Donations go to LGBTQ+ causes during the month of Pride—June in the United States and several other countries.
Burger King emphasized their philanthropic endeavor would happen "even on Sundays," which was a not-so-subtle dig at Chick-fil-A's limited operating hours.
Chick-fil-A's tradition of taking the day off so their employees could attend church was established in 1946 by its religious and conservative founder, S. Truett Cathy.
Chick-fil-A is also notorious for its anti-LGBTQ+ stance and donations to anti-LGBTQ+ organizations and candidates.
In 2012, the company's CEO, Dan Cathy, said Chick-fil-A supported "the biblical definition of the family unit."
According to LGBTQ Nation, Chick-fil-A has claimed they stopped donating to anti-LGBTQ+ causes for over a decade, only to be caught doing the opposite, repeatedly.
Cathy was reportedly part of a campaign to kill the Equality Act which has stalled in the Senate.
The Equality Act would add protections for gay, lesbian, bisexual and transgender people, to existing federal civil rights legislation in many settings—including in employment, education and housing.
The legislation was supported by more than two-thirds of Americans.

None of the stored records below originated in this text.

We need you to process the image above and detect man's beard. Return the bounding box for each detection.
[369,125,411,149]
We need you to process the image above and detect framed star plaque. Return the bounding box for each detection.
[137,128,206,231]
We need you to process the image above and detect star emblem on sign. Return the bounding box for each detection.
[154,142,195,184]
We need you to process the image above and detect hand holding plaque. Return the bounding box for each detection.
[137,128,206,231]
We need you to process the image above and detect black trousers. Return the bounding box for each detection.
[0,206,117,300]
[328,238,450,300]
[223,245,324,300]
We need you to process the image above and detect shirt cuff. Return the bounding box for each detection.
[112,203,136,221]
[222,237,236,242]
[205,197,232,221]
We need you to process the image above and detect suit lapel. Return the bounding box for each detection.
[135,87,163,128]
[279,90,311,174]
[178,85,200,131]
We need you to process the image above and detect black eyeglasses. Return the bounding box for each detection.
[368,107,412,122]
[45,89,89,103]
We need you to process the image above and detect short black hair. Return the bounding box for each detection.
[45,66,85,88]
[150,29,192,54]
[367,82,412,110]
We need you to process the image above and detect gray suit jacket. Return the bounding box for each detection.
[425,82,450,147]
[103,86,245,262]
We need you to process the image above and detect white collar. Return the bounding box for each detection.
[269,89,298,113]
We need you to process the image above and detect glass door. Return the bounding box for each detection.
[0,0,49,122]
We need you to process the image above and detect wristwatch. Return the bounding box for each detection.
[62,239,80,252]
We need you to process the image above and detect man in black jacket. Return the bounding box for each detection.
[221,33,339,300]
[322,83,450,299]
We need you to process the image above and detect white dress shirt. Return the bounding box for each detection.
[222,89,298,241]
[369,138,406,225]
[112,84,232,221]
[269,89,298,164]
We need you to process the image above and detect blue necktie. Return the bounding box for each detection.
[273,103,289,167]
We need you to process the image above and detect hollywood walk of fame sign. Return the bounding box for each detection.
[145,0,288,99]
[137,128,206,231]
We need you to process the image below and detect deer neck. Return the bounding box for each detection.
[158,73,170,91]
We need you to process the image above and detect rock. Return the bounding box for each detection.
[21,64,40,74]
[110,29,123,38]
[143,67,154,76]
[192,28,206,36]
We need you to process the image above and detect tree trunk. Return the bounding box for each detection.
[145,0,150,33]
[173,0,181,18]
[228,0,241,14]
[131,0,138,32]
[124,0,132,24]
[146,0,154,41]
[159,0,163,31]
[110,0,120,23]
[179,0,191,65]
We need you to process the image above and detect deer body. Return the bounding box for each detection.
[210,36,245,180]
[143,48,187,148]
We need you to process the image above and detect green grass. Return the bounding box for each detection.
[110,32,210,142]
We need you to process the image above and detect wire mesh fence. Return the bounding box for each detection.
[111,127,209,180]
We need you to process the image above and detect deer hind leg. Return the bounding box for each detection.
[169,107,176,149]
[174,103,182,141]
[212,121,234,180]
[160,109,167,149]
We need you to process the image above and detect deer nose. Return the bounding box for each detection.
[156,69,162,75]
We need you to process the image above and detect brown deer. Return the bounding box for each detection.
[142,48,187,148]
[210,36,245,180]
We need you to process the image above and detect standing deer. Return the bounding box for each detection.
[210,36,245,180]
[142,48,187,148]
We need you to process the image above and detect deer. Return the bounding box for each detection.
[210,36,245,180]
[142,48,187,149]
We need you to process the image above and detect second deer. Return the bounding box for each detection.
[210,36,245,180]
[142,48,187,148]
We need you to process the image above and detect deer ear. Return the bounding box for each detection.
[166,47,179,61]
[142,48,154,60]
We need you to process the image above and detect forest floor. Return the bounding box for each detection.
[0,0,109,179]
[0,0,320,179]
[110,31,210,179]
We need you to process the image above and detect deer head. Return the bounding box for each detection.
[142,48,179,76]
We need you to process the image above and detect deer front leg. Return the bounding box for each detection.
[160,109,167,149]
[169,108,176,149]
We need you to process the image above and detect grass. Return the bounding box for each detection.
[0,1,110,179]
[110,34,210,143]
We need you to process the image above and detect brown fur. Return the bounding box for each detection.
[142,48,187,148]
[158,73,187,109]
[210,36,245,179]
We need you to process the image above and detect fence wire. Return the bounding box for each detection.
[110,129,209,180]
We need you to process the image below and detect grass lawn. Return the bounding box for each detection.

It was passed in the House of Representatives in February by a vote of 224 to 206, largely along party lines.
Democrats were in favor of extending basic human rights to LGBTQ+ people, Republicans were opposed.
Burger King's Ch'King sandwich is described as a "hand-breaded chicken filet, pickles, and a signature sauce served on a potato bun."
Chick-fil-A's signature sandwich is described as having chicken that is "freshly breaded, pressure cooked in 100% refined peanut oil and served on a toasted, buttered bun with dill pickle chips."
Burger King's Twitter page said they would donate to the LGBTQ+ organization Human Rights Campaign throughout the month for every Ch'King sandwich sold, with a maximum donation of $250,000.
People were more than happy to help join the cause.
And many lauded Burger King's support for the LGBTQ+ community with the Ch'King sandwich campaign.
Chick-fil-A was caught making donations to anti-LGBTQ+ organizations opposing marriage equality and promoting conversion therapy in 2012.
Cathy admitted at the time the company was "guilty as charged" and later pledged not to fund causes with "political agendas."
After the company was caught making donations to these groups once again in 2019, they promised to stop.
Later that year, the company's 2018 IRS filings were released to the public, revealing they made more donations to anti-LGBTQ+ groups. However, the company claimed those were "just old commitments."
Though no new donations from Chick-fil-A have been revealed, a new report indicated Cathy made personal contributions to the National Christian Charitable Foundation (NCF).
The NCF has donated to a number of anti-LGBTQ+ organizations, including the Alliance Defending Freedom (ADF)—which is a Southern Poverty Law Center designated hate group believed to have been active in attacking bills protecting transgender youth and LGBTQ+ human rights.